If things are still unclear, I give myself permission to poke at the code a little bit, and get a better understanding of it. Maybe even try some ideas and see how they look in the browser (or UI, or API, or whatever your interface is). Break out the debugging tools (I like pry, but feel free to use a traditional debugger, or puts
, or a mix). Usually, this gives me a sense of what to test. Experimenting with the code before writing tests can also guide where to start testing. Maybe a top-down testing approach doesn't apply to a certain situation, and starting at a lower level yields a better-crafted solution.
Problem: I just don't have time to TDD this!
Sometimes, deadlines are too pressing to ignore. When due dates loom, it's tempting to put testing aside, get that mission-critical feature out the door, and move on to the next deadline, with the pinky-swear promise that we'll go back and clean up that messy code, build out test coverage, and make things beautiful.
My experience tells me that all other TDD challenges we've talked about so far, lead up to this point. It's easy for me to say, well, make time! So I'm not going to say it, or at least, not in those words. Instead, let me frame the problem another way.

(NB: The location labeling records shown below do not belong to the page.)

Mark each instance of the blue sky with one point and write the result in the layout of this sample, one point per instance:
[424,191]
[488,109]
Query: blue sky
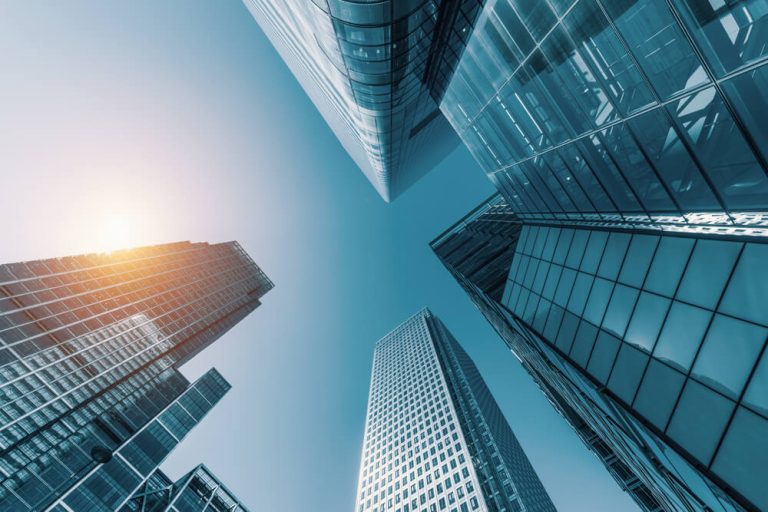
[146,122]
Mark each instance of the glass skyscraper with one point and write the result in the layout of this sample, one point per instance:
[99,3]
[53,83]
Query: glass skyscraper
[91,343]
[372,69]
[639,112]
[197,491]
[133,465]
[652,344]
[435,439]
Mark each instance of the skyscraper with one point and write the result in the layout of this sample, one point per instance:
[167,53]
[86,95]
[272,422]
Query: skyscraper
[435,439]
[197,491]
[83,337]
[651,344]
[372,69]
[133,465]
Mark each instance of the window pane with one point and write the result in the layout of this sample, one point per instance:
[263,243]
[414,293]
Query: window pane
[617,315]
[627,372]
[646,321]
[638,259]
[743,458]
[658,393]
[728,355]
[601,362]
[579,294]
[577,248]
[673,162]
[757,392]
[721,149]
[594,251]
[658,44]
[682,335]
[747,293]
[699,420]
[567,332]
[614,255]
[707,272]
[598,300]
[668,263]
[582,346]
[749,95]
[730,34]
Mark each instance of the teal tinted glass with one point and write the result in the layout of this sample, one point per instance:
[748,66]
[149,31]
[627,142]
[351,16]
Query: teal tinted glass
[728,354]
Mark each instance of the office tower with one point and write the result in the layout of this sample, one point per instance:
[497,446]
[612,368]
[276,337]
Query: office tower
[646,113]
[435,439]
[197,491]
[372,69]
[83,336]
[135,460]
[651,344]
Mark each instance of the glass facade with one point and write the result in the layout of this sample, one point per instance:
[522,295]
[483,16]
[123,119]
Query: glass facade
[656,341]
[434,437]
[638,112]
[134,462]
[90,344]
[371,68]
[197,491]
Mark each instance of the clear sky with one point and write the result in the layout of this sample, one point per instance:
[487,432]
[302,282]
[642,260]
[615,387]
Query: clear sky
[142,122]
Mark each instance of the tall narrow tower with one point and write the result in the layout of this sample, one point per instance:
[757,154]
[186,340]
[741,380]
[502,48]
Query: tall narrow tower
[435,439]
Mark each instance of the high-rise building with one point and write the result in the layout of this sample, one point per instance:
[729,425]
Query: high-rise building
[134,460]
[435,439]
[372,69]
[86,337]
[640,112]
[651,344]
[197,491]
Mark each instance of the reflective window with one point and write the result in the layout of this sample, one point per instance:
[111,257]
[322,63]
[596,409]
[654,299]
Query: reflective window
[614,255]
[639,257]
[682,334]
[582,345]
[658,393]
[707,272]
[594,251]
[671,159]
[747,293]
[743,457]
[728,354]
[721,149]
[646,321]
[658,44]
[749,95]
[567,332]
[627,372]
[730,33]
[699,420]
[577,248]
[668,264]
[603,355]
[619,309]
[598,300]
[565,287]
[757,392]
[579,294]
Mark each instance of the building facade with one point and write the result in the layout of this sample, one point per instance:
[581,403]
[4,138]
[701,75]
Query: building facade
[372,69]
[197,491]
[86,338]
[109,486]
[652,344]
[640,112]
[435,439]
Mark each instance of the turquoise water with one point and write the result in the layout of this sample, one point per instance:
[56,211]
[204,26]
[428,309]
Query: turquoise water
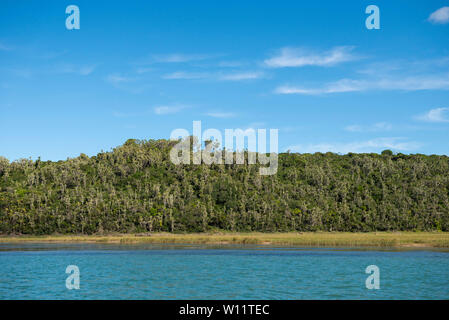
[37,271]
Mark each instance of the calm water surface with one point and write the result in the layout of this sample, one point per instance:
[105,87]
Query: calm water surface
[37,271]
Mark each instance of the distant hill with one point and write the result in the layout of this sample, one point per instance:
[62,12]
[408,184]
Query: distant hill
[135,188]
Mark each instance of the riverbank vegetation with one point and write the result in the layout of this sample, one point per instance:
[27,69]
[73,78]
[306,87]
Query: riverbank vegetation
[135,188]
[321,239]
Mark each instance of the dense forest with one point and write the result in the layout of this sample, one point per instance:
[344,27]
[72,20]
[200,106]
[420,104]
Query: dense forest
[136,188]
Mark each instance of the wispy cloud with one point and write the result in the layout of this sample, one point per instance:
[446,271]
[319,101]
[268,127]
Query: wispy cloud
[186,75]
[380,126]
[373,145]
[440,16]
[221,114]
[297,57]
[161,110]
[117,78]
[435,115]
[175,58]
[80,70]
[413,83]
[239,76]
[4,47]
[217,76]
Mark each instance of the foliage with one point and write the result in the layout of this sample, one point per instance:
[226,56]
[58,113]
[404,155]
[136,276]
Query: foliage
[135,188]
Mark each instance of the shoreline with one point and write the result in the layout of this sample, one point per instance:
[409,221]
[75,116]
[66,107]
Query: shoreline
[308,239]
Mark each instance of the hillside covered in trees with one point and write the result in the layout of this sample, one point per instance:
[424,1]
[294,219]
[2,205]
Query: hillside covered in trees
[136,188]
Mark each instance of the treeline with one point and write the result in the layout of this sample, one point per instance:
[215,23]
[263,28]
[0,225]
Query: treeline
[136,188]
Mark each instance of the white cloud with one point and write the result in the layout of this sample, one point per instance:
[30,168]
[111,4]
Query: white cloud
[221,114]
[441,16]
[179,57]
[4,47]
[373,145]
[236,76]
[80,70]
[186,75]
[414,83]
[161,110]
[435,115]
[380,126]
[117,78]
[294,57]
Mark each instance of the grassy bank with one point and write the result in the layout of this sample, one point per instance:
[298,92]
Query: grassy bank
[343,239]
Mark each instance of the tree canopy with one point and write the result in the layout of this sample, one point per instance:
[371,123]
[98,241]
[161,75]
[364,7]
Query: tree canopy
[135,188]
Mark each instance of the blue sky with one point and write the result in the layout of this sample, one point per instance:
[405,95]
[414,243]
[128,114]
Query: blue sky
[140,69]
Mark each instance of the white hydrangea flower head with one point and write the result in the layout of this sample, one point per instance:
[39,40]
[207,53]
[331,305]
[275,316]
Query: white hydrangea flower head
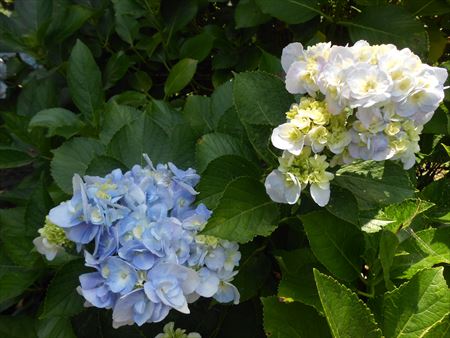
[363,102]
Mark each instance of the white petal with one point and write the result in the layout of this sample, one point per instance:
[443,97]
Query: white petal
[319,195]
[290,54]
[280,190]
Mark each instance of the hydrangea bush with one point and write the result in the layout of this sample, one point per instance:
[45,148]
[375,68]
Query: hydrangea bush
[364,103]
[244,168]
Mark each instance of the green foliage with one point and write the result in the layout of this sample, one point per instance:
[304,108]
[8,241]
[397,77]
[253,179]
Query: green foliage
[199,83]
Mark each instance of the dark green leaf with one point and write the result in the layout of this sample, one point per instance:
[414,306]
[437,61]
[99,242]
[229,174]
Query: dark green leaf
[421,250]
[261,98]
[37,208]
[338,245]
[427,7]
[197,47]
[244,211]
[115,117]
[346,314]
[17,327]
[13,158]
[37,95]
[292,320]
[198,112]
[84,80]
[417,305]
[388,246]
[219,173]
[55,327]
[62,299]
[375,184]
[178,14]
[116,68]
[17,237]
[14,280]
[248,14]
[180,76]
[403,29]
[59,121]
[103,165]
[214,145]
[74,157]
[290,11]
[297,282]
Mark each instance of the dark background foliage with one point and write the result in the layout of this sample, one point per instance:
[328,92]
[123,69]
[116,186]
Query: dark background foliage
[116,78]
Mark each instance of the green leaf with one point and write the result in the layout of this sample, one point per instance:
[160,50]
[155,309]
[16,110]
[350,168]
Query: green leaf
[261,98]
[343,205]
[417,305]
[37,208]
[375,184]
[244,211]
[440,330]
[14,280]
[421,250]
[66,20]
[403,29]
[219,173]
[248,14]
[103,165]
[59,121]
[74,157]
[221,101]
[13,158]
[346,314]
[178,14]
[141,136]
[270,63]
[55,327]
[198,112]
[290,11]
[297,278]
[427,7]
[214,145]
[338,245]
[197,47]
[62,299]
[17,237]
[17,326]
[180,76]
[438,192]
[388,247]
[84,80]
[396,216]
[292,320]
[36,95]
[114,118]
[126,13]
[116,68]
[254,270]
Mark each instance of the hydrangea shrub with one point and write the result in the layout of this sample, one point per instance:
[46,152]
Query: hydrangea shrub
[298,181]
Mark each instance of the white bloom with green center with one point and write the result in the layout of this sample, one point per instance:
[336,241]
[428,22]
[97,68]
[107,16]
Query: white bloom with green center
[290,137]
[283,187]
[51,241]
[366,85]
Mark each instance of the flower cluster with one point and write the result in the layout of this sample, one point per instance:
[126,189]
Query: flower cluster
[362,103]
[170,332]
[139,231]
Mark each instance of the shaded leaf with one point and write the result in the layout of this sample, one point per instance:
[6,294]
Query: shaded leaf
[338,245]
[346,314]
[244,211]
[417,305]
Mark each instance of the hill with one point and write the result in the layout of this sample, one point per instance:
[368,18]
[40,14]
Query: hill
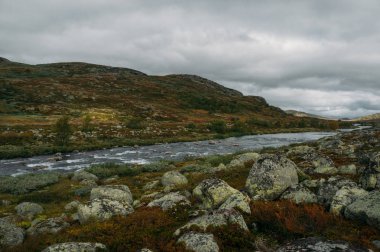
[112,106]
[304,114]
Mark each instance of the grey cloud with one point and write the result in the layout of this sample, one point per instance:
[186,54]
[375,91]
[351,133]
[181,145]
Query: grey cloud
[283,50]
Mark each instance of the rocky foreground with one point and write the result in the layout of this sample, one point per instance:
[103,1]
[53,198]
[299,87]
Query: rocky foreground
[320,196]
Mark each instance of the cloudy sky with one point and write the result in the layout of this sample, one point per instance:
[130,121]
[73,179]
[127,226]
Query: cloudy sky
[317,56]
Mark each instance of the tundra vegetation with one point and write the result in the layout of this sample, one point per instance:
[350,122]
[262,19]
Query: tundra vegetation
[324,192]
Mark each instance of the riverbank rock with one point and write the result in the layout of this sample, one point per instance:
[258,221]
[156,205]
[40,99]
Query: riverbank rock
[173,179]
[345,196]
[28,210]
[365,209]
[216,218]
[316,244]
[270,176]
[328,189]
[238,201]
[102,209]
[213,192]
[84,175]
[51,226]
[76,247]
[199,242]
[119,193]
[10,234]
[299,194]
[170,201]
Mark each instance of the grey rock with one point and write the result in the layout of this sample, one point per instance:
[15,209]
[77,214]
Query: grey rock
[112,192]
[73,205]
[10,234]
[328,189]
[170,201]
[173,179]
[151,185]
[270,176]
[216,218]
[213,192]
[347,169]
[315,244]
[83,175]
[345,196]
[76,247]
[51,226]
[102,209]
[365,209]
[199,242]
[28,210]
[299,194]
[237,201]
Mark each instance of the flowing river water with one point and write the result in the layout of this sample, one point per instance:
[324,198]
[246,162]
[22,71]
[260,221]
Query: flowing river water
[151,153]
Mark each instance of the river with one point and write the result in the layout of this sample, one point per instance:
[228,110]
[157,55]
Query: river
[151,153]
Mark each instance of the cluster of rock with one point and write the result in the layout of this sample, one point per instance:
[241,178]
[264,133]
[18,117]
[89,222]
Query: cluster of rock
[215,203]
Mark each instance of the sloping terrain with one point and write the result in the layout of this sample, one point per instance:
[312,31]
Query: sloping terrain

Ask yourself a few questions: How confident are you in this code you're writing under pressure? What negative impact might this pressure have on your code? What's the worst thing that could happen if this code is wrong?
TDD is a double-layered safety net. Good tests guide good code. Yeah, sometimes, good code means good enough code—I'm not going to pretend to be above deadlines. And if and when you do have the time to go back and clean things up, a good enough test is the first step toward more performant, better-factored code.
Foregoing tests leads down a dangerous slope. I've seen this myself, with ignored test suites in business-critical software. As time passes and original developers move on (and they do), test suites get more and more difficult to resurrect. A neglected test suite is useless—and the code base it covers becomes the same in short order.
So do try to get at least some coverage in with every code change, even when you're short on time. That could be a single, high-level happy path test, or a few lower-level tests covering the important parts of an important algorithm. They may not be the prettiest tests, but that's OK! Increase reliability as you face the deadline at hand, and leave useful breadcrumbs for future development.
Top comments (5)
"And the test is now so tightly coupled to the application code that any minor change to the latter ripples over to more and more test tweaks."
Test what the code is doing (outcome) not how it is doing it. Mocking tends to lead you the wrong way.
Like any tool, it can be dangerous in the wrong hands.
Thanks for sharing and good post!
I landed a summer internship where TDD is one of the most important aspect of their development process. At first, it was really hard to find what to test and where to start.
A colleague with more testing experience introduced me to doing "Just Enough": Tightly test the core and most used features. An example is having a project where there is features used by many users and some only used by one administrator. It is vital for our features used by many to be well tested to reduce bugs. The features used by one person, which is an admin, we can cut corners since it only impact one user and he is on our side.
I liked your article a lot and some of these tips will go directly in my toolbox for future test writings.
Interesting post, I will watch the linked videos.
After using TDD, I think that DbC is better and more organic.
Some times TDD is not good idea simply because you don't know the output. In that case don't TDD.
My main issue with TDD is always "I have no idea what I'm doing" so I don't use it for big changes like new features. I much prefer TLD and haven't had any issues with it as an approach.